Nerazzurri vicini all’ingentissima spesa di mercato per far fronte alle esigenze offensive, salta fuori l’affare con inserimento del cartellino di Pirola
Tutta la dirigenza, dal primo all’ultimo dei funzionari nerazzurri, è consapevole che gli obiettivi di mercato per il futuro sono tanti e meritano una legittima scrematura. Perché spesso inserire tanti nomi nel carrello della spesa finisce per dissolvere, disperdere le attenzioni qua e là senza criterio. Il troppo, come si suol dire, stroppia. Meglio concentrarsi su obiettivi mirati. Come nel caso di Mateo Retegui e Marcus Thuram per l’attacco.

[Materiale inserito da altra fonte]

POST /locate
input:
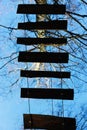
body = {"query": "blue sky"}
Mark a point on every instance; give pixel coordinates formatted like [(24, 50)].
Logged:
[(12, 107)]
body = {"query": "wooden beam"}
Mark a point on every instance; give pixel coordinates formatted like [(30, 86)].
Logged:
[(48, 122), (47, 57), (47, 93), (50, 74), (41, 9), (55, 24), (46, 41)]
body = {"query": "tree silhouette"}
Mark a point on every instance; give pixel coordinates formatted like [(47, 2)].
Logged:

Eppure per l’amministratore delegato Giuseppe Marotta e il suo fidato compagno di avventure, il direttore sportivo Piero Ausilio, i due giovani prospetti non sono gli unici a stuzzicare l’interesse mediatico a livello internazionale. Perché anche Boulaye Dia, già preannunciato come uno dei potenziali obiettivi di mercato nerazzurri della sessione estiva, sta facendo tanto parlare di sé come raccontato da ‘tuttomercatoweb’. Il rendimento stagionale è fuori da ogni logica: 15 reti e 6 assist, numeri che fanno gola anche al di fuori dei confini italiani e diversi osservatori – fra cui nerazzurri – sono stati adocchiati nella partita contro l’Empoli. La Salernitana, con la cui maglia ha sfondato ogni limite, ha tutte le intenzioni di riscattare il suo cartellino beffando il Villarreal per soli 12 milioni di euro come da precedenti accordi. Una cifra esigua per un calciatore che, oggi, ne vale almeno il doppio.
Infatti, qualora il ds Morgan De Sanctis volesse ulteriormente monetizzare in plusvalenza la cessione di Dia, potrebbe lasciarlo partire alla volta di Milano per non meno di 30 milioni. Più una garanzia, del calibro di Lorenzo Pirola.

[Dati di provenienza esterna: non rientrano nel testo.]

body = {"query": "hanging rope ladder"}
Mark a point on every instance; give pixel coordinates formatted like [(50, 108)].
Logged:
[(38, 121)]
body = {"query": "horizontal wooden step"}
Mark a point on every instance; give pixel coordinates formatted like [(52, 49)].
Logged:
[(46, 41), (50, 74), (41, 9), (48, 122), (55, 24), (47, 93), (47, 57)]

Il giovane difensore ha trovato la sua dimensione su suolo campano e avrebbe espresso il proprio entusiasmo nel proseguire la propria esperienza lì, salvo clamorosi ripensamenti da parte dell’Inter proprietaria che potrebbe – in ultima battuta – richiamarlo qualora non trovasse i dovuti sostituti in difesa dopo l’uscita di Milan Skriniar. Alla Salernitana bastano soltanto 5 milioni per procedere al trasferimento a titolo definitivo, mentre ne servirebbero altri 13 milioni all’Inter per esercitare il controriscatto. Non propriamente una questione di convenienza.